March 29th, 2006

Cinema Dave  Swashbuckling ournalist and

All Hail King Hal !!!....all kidding aside, it could not have happened to a nicer guy....


(Fort Lauderdale, FL, March 29, 2006) Gregory von Hausch, President & CEO of The Fort Lauderdale International Film Festival (FLIFF), has named Hal Axler as the Director of Operations for The Broward County Film Society. Alxer’s responsibilities include the day to day operations for the Annual Fort Lauderdale International Festival, the festival’s year-round art house Cinema Paradiso, The Perrier French Film Festival, Maroone Moonlight Movies, and other special events.

Von Hausch will continue to oversee and be responsible for the entire direction of the Film Society and all events. The addition of Axler will permit Von Hausch to concentrate on continuing to grow and develop the Film Society. Bonnie Leigh Adams will continue to serve as the Senior Program Director, whose success in film selection is second to none. She was praised by press and audiences alike for her film selections during the 2005 Festival.

Axler, the former Executive Director of the Palm Beach International Film Festival (PBIFF) from 2004 – 2005, was responsible for coordinating the extremely successful event that broke attendance records, introducing several new additions to the fest, and received praise by both local and national press. Axler served as FLIFF's Operations Manager during the 2005 film festival. Though interrupted by Hurricane Wilma, Axler’s background with PBIFF was invaluable in helping to coordinate and implement measures that put the festival back on track quickly. His exceptional handling of the festival during this critical time, was Von Hausch’s deciding factor to promote Axler to Director of Operations and the duties of on-going management.
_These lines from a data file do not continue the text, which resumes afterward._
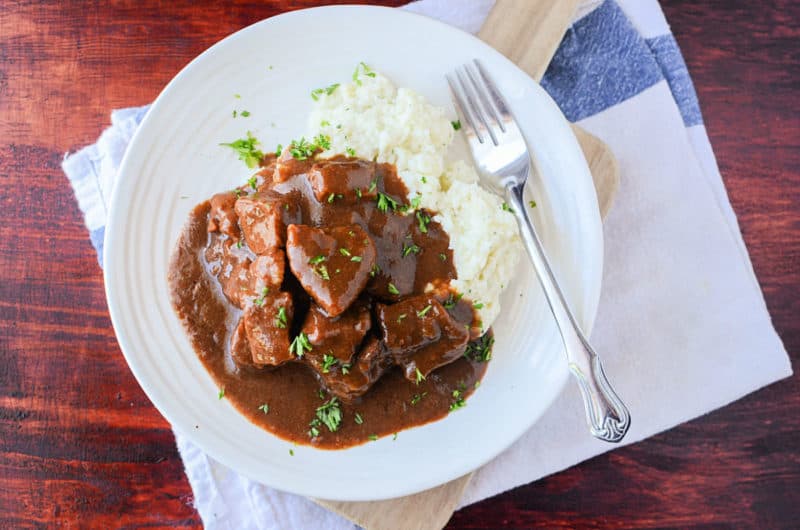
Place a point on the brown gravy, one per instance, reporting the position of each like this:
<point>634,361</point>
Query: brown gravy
<point>284,399</point>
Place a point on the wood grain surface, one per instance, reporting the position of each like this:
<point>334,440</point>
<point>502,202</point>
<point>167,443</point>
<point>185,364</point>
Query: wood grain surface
<point>81,445</point>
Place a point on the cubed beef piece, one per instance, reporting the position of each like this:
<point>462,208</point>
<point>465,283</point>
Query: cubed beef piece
<point>332,264</point>
<point>261,223</point>
<point>240,348</point>
<point>335,340</point>
<point>234,279</point>
<point>421,335</point>
<point>267,270</point>
<point>267,322</point>
<point>343,181</point>
<point>371,364</point>
<point>222,217</point>
<point>288,166</point>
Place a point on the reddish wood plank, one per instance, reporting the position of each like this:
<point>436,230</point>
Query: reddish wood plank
<point>81,445</point>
The Broward County Film Society, is a not-for-profit 501(c)(3) organization that is the parent organization of Fort Lauderdale International Film Festival (FLIFF) and Cinema Paradiso. Through FLIFF and Cinema Paradiso, year-round independent films and cultural events including festivals, fundraisers, and stage plays are provided that may not be available to experience otherwise in the South Florida Community. They are also dedicated to providing a location for both local and worldwide filmmakers and students to showcase their films.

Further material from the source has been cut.